Express Launches UpWest, A New Lifestyle Spinoff Brand – Forbes
Today Express announced the launch of UpWest, a new digitally-native, direct-to-consumer (DTC) fashion and lifestyle brand.
This is the first DTC brand from the Ohio-based fashion retailer, whose sales volume amassed just under $2.2 billion annually.
The new spinoff brand is focusing on retail trends of wellness, health, and sustainability, targeting conscious millennial consumers who demand greater brand transparency, diversity, and purpose-driven products.
UpWest’s product line features sweaters, jackets, lounge wear, and sleepwear, as well as wellness products such as essential oils, CBD and beauty products, and home goods like crystals and candles. Prices range from $12-$188.
The brand is helmed by Senior Vice President & Chief Comfort Officer Jamie Schisler, who for the past 20 years has worked on merchandising and product development experience for brands like Abercrombie & Fitch, Hollister, and UpWest’s parent company, Express.
Taking a community-building approach, UpWest plans to connect with new customers through experiential events, including a regional tour across the US that features the UpWest Cabin, a mobile pop-up exhibit featuring relaxation-focused experiences like yoga and meditation classes. Slated stops include Columbus, Chicago, Nashville, Denver and Austin.
Along with this launch, Express also announced the introduction of The UpWest Foundation, a philanthropic commitment through which the brand will donate 1% of sales up to $1 million to three charitable organizations: Freedom Dogs of America, Mental Health America, and Random Acts.
So what’s the impetus behind this launch?
Schisler says that this new brand is comfort-focused. “From the fabrications we select, to the brands we carry and the content we publish, we launched UpWest with the goal of holistically delivering comfort,” he said.
However, this launch may also be aimed at righting the parent company’s trajectory: Despite billion-dollar sales numbers, one report from September of this year showed that Express, Inc. (NYSE: EXPR) shares had cratered by 80% during the previous 12 months, due in part to lagging sales and profitability trends.
Since September EXPR shares have gone up 25% and are now trading slightly above the amount per share the company has as cash on hand, according to its balance sheet. As of today, EXPR shares were up today, fluctuating between 3-5% and trading at $4.15 per share.
Looking at the big picture, we can see how this move mirrors other legacy fashions retailers that have taken a similar approach, like GAP’s launch of spinoff direct-to-consumer brand Hill City and the Urban Outfitters spinoff brand for clothing rentals, Nuuly.
Experts within the industry have varying opinions on this approach.
Pierre Kim, Head of Apparel at Away, has 20 years of experience in the fashion and activewear industry—and he applauds this new trend of traditional retailers spinning off DTC brands.
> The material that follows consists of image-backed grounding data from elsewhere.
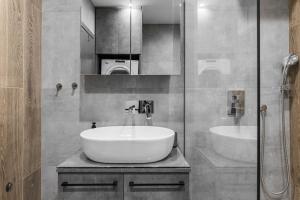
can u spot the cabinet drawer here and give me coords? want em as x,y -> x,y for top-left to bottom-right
124,173 -> 189,200
58,173 -> 123,200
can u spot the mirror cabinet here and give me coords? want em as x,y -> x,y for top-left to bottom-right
81,0 -> 183,76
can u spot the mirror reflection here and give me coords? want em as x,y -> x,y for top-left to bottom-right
81,0 -> 183,75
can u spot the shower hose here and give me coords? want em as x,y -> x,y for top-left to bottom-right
260,97 -> 291,199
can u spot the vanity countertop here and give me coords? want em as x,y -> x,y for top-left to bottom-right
57,147 -> 190,173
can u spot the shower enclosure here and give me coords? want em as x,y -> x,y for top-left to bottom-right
185,0 -> 291,200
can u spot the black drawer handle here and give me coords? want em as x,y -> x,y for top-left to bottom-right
129,181 -> 184,187
61,181 -> 118,187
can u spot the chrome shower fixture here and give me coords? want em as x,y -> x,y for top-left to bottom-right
260,53 -> 299,200
281,53 -> 299,93
282,53 -> 299,68
282,53 -> 299,83
56,83 -> 63,96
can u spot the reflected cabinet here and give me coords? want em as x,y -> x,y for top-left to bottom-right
81,0 -> 184,75
95,7 -> 142,54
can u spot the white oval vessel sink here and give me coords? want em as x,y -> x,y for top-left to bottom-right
80,126 -> 175,163
209,126 -> 257,163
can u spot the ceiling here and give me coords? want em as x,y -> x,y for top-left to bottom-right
91,0 -> 181,24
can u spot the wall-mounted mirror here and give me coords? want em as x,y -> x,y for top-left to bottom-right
81,0 -> 183,75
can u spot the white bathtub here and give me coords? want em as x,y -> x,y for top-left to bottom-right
209,126 -> 257,163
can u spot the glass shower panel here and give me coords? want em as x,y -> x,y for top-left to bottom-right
260,0 -> 290,199
185,0 -> 258,199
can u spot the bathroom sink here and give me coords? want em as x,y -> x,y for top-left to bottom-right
80,126 -> 175,163
209,126 -> 257,163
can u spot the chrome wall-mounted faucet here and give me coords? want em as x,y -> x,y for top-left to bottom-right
124,100 -> 154,121
125,105 -> 137,114
124,100 -> 139,115
56,83 -> 63,96
71,82 -> 78,96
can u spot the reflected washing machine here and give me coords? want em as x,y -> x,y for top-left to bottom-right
101,59 -> 139,75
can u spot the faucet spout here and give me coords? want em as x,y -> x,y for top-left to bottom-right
125,105 -> 136,114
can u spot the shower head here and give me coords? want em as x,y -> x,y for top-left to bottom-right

“For years, retailers have been criticized for not evolving quickly enough to meet the demands of their customers, so what do they have to lose with this new strategy? Their core labels may be faltering, but they still have brand equity,” he said. “Why not use it to experiment and launch new businesses? At the end of the day, what do they have to lose?”
Brian Trunzo, Head of Sales for PROJECT and MAGIC trade shows, predicts that within two years, no one will use the “DTC” acronym to describe any challenger or legacy brand, as he believes it’s a misnomer.
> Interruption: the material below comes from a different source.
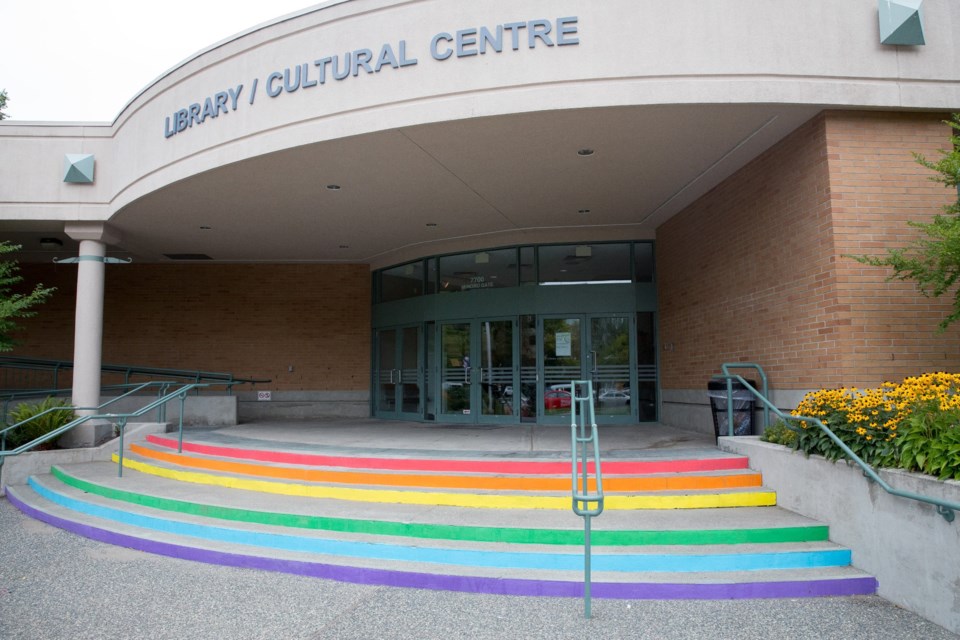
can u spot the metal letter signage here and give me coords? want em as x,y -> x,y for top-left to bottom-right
163,17 -> 579,138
The reason: He explained that if brands are not selling direct, they’re losing margin—and if they’re only selling direct, they’re likely bleeding customer acquisition costs and marketing dollars. Rerouting some of this spend to develop wholesale distribution—both from a revenue and partnership/marketing perspective—is what he advises.
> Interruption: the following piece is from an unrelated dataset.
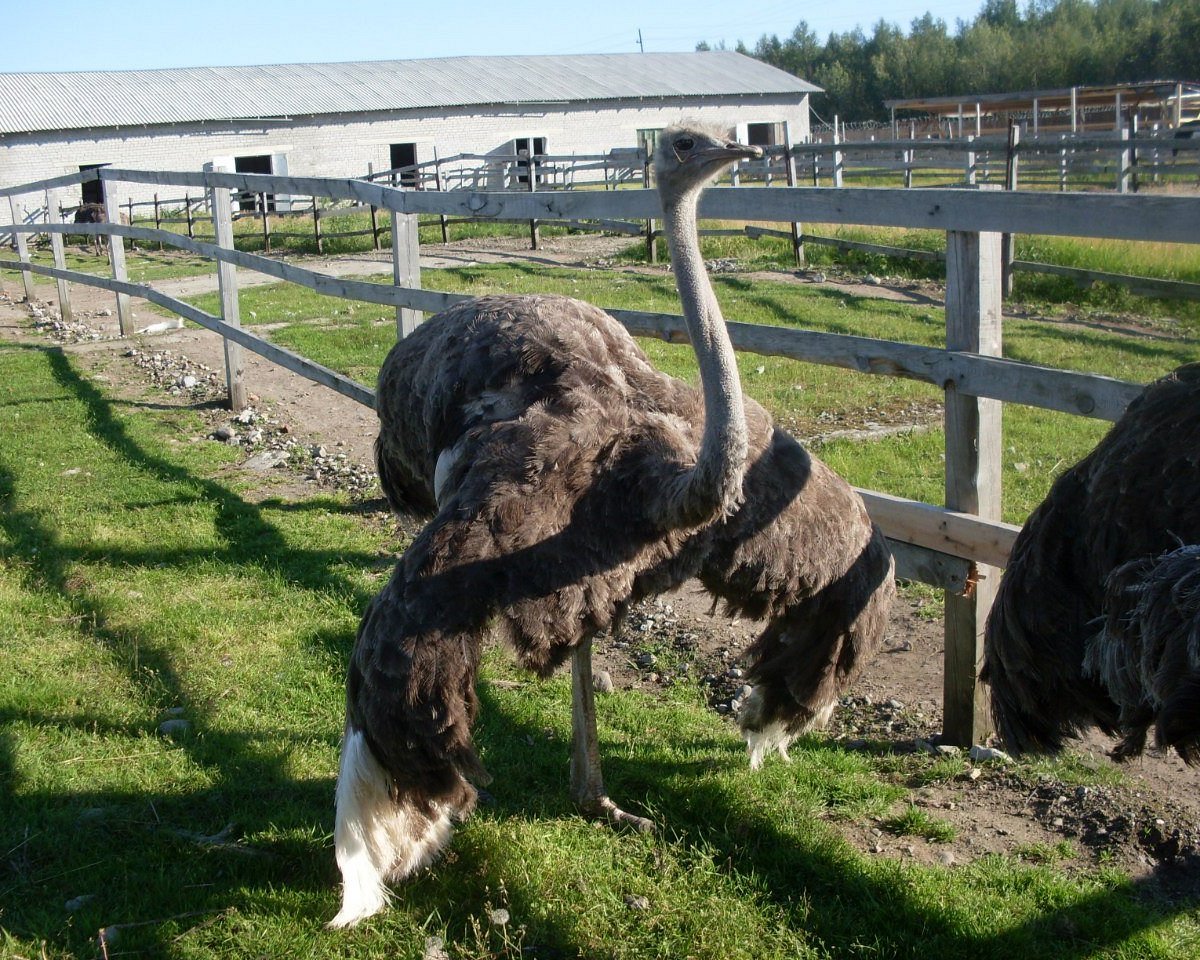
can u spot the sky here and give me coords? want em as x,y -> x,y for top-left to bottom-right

“In my mind, legacy brands moving quickly and mimicking DTC are being smart and developing high-margin, exclusive private labels for their own distribution channels,” Trunzo said.
Other DTC-focused experts like Paul Munford of Lean Luxe, however, feel that spinoff brands from legacy retailers face an uphill battle.
“There’s baggage associated with being under a legacy retailer’s umbrella—it decreases the value of the brand to the savvy consumer,” he said. “However, execution will always ultimately be the key here. Spinoffs need to feel like their own entity, as opposed to a sub-brand of the legacy retailer.”
It will be interesting to see how the brand performs long-term and how consumers respond to the new company’s products.